Aaron Judge remembers the crucial advice the late John Altobelli gave him

Judge and Altobelli stayed in touch after the slugger's summer on Cape Cod
New York Yankees right fielder Aaron Judge runs on the field before Game 3 of an American League Division Series baseball game against the Minnesota Twins, Monday, Oct. 7, 2019, in Minneapolis. (AP Photo/Bruce Kluckhohn) |Art or Photo Credit: Bruce Kluckhohn/AP

TAMPA -- When Aaron Judge arrived at Los Angeles International Airport for his flight to Tampa on the morning of Jan. 26, he noticed the thick fog. Those hazy skies are common in L.A. so he didn't think much about them. But that changed when Judge's plane landed. Once Judge turned on his phone, the activity in the air above L.A. was all he could think about.

Text messages filled Judge's phone with the most horrific of news: Kobe Bryant, his daughter, Gianna, and seven others had perished in a helicopter crash in southern California. Judge was endlessly distraught when he learned that John Altobelli, a college baseball coach who had coached him in the Cape Cod League, and Altobelli's wife, Keri, and daughter, Alyssa, were also killed.

"I was hoping," Judge said, "it wasn't real."

It was the first full squad workout for the Yankees and Judge, who didn't participate in batting practice on Tuesday because of what the team described as a "cranky and sore shoulder." The 27-year-old right fielder spoke enthusiastically about the new season, but as Judge pulled on his socks and sneakers at his locker, he also discussed Altobelli in a voice filled with reverence and sadness.

"Look at all the people's lives he touched and you'll know what kind of man he was," Judge said. "He was incredible."

Altobelli coached Orange Coast College for 23 years and his career intersected with Judge's career during the summer of 2012. Judge had completed his sophomore year at Fresno State and was offered a spot on the Brewster Whitecaps. He was a little tense, a little nervous and was hoping to impress Altobelli and the droves of Major League scouts who flock to the Cape, but Judge had an inauspicious start.

"I was a young kid from Fresno State and I was going up against some of the best college players around," Judge said. "The first game I played, I think I struck out once and I rolled over a couple of balls. I didn't get the ball out of the infield. I felt like I didn't belong."

That's when Altobelli, a smart and thoughtful coach who barely knew Judge, offered some sage advice that has stayed with Judge until this day.
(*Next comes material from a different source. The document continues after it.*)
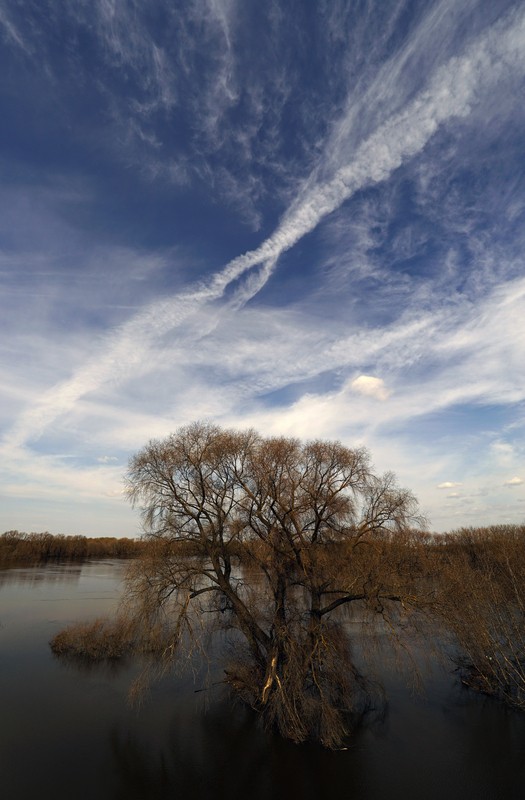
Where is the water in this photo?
[0,561,525,800]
"He came up to me," Judge explained, "and said, 'You need to relax. Good things happen when Aaron Judge swings the bat three times.'" Judge paused to let Altobelli's memorable words sink in and then added, "That worked. That really resonated with me and helped me relax."

Judge relaxed and performed so well that summer and in his next year with Fresno State that the Yankees drafted him in the first round in 2013. As Judge ascended through the Yankees farm system and eventually made his Major League debut in 2016, Judge never forgot Altobelli's strong and reassuring words: "Good things happen when Aaron Judge swings the bat three times."

After their Cape Code connection, Judge remained in touch with Altobelli and would see the coach every time the Yankees played the Angels in Anaheim, California. Judge knew Altobelli was sitting in some premium seats along the third base line at Anaheim Stadium when the Yankees visited in June of 2017. So, after Judge clubbed a homer, he rounded third base, locked eyes with Altobelli and offered a distinctive thank you message to his old coach.

"Good things happen when Aaron Judge swings the bat three times," Judge yelled to Altobelli, which caused both men to smile, a memory that Judge will cling to forever.